Although the film never directly credits it, the real story of the Snedeker family—as chronicled in the book In A Dark Place by Ray Garton—serves as the basis for this tale about the Campbell’s, a family forced to take up residence in an old funeral parlor in order to stay closer to their son’s doctors. Teenager Matt (Kyle Gallner, Jennifer’s Body) is stricken with cancer and is undergoing a radical radiation therapy in an attempt to prolong his life. His mother Sara (Virginia Madsen) chooses the home despite some initial apprehension and his reformed alcoholic father’s (Martin Donovan) protests. Almost immediately strange occurrences begin around the house and bumps and thumps and shadowy figures lurk about in the dead of night. It doesn’t take Matt long to uncover the horrifying acts that have occurred behind the walls of this home. The question is, will he have the strength or the time to save his family from this unspeakable evil.

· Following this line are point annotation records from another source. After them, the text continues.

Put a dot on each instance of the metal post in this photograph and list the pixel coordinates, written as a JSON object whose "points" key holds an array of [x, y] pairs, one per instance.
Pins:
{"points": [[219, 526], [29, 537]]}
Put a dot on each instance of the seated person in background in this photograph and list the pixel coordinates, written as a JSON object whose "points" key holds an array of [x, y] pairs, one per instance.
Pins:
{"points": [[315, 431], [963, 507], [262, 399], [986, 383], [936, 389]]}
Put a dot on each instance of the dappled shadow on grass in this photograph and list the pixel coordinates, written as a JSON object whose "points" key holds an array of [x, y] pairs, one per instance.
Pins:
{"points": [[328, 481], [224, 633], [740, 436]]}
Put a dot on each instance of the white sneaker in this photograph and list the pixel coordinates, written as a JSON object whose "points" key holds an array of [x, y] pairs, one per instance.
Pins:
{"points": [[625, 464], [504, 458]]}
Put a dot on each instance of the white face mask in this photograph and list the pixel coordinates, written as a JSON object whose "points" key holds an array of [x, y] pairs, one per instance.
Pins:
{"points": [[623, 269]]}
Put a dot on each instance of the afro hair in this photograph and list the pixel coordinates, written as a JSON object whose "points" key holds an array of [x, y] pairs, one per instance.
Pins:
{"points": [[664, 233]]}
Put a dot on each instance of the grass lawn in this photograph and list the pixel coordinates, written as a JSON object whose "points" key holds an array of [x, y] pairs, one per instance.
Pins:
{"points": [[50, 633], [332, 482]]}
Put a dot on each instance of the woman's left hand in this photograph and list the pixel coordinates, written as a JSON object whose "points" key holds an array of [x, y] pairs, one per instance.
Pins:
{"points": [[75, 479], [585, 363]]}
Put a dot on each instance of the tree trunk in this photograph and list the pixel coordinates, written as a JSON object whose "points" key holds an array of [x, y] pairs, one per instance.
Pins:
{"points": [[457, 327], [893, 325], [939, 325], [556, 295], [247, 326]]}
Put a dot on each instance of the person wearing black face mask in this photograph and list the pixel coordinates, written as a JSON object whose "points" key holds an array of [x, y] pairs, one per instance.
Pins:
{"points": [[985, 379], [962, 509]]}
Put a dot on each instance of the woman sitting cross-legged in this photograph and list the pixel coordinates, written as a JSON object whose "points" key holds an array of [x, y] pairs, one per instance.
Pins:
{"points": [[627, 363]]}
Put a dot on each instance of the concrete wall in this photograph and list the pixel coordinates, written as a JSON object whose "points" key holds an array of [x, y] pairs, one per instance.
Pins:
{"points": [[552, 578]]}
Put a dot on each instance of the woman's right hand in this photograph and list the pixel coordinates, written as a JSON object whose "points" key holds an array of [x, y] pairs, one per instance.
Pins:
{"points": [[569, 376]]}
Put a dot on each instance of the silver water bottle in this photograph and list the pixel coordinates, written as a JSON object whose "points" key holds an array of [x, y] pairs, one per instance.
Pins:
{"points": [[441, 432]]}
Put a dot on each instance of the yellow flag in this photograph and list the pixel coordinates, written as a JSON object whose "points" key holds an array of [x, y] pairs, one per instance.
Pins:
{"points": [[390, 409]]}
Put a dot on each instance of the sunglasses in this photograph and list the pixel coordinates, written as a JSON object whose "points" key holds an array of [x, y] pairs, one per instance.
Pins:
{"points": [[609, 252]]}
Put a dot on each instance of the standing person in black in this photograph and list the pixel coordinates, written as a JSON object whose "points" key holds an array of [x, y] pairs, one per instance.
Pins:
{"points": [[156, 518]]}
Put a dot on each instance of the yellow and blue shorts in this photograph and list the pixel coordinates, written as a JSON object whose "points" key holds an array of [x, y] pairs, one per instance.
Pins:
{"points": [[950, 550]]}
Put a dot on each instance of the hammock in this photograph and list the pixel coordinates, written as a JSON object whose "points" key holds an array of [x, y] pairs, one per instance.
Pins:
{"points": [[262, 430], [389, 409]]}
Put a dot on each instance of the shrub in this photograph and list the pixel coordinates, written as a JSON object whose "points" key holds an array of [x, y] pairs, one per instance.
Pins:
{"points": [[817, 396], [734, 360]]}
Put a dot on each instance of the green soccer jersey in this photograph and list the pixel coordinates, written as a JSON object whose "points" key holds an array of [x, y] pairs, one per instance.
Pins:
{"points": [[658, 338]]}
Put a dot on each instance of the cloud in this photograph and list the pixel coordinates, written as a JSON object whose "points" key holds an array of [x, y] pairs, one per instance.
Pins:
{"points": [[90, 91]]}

Even as Cornwell’s film borrows—sometimes heavy-handedly—from many of the previously noted master cinematic ghost stories, the film still feels immediate and satisfying. Menacing, even with its PG-13 rating, Cornwell could have taken easy roads out—and the film does suffer some from an overloud score punctuating the jump scares it dishes out with a bit too much abandon. Still, instead the filmmaker crafts an interesting story with just the right amount of ookie and spooky. Much of that is due to the superb cinematography of Adam Swica (Diary of the Dead) and production design by Alicia Keywan (Wrong Turn). The house feels threatening in and of itself, and even if mortician tools laying to waste in a damp dark basement for the past 70 years look a little too shiny and new to be originals, the effect of the location and mood is still chilling.
The film has a few problems including a fairly broad cast, including Matt’s female cousin Wendy (Amanda Crew) and two additional siblings that really lend no absolute necessity to the story. One kid could have sufficed to serve the storytelling needs and with two more characters running around, it just feels like the whole family is a tad underdeveloped. The film relies too much on those jump scares I mentioned earlier and the score by Robert J. Kral (Joss Wedon’s Angel) is fine in its quieter moments but, its bombastic senses in the films key action sequences are almost mind meltingly brash. The final element of the story that leaves me a bit cold is the character of Reverend Popescu (Elias Koteas) who is nearly as expendable as Martin Donovan’s portrayal of the father. Both men suffer the same fate, they exist only to espouse plot device. In the case of the father the character adds fuel to the conflict fire. It’s unnecessary, but forgivable to an extent. Koteas’ character—a Revered who is also dying of cancer—is the worst cinematic offender. He exists only to provide a background story that could have been easily explained away in less obvious fashion. Popescu is a cheap crutch to help the audience and the characters connect the dots. It’s lazy storytelling in many ways and could have been another nail in the coffin of this film.
Still, despite the many pitfalls that the filmmakers stepped in, A Haunting in Connecticut still comes off as a totally serviceable horror film. One that is deeply mired in traditions and struggling to find a distinct voice, but nonetheless an enjoyable way to kill a Friday night.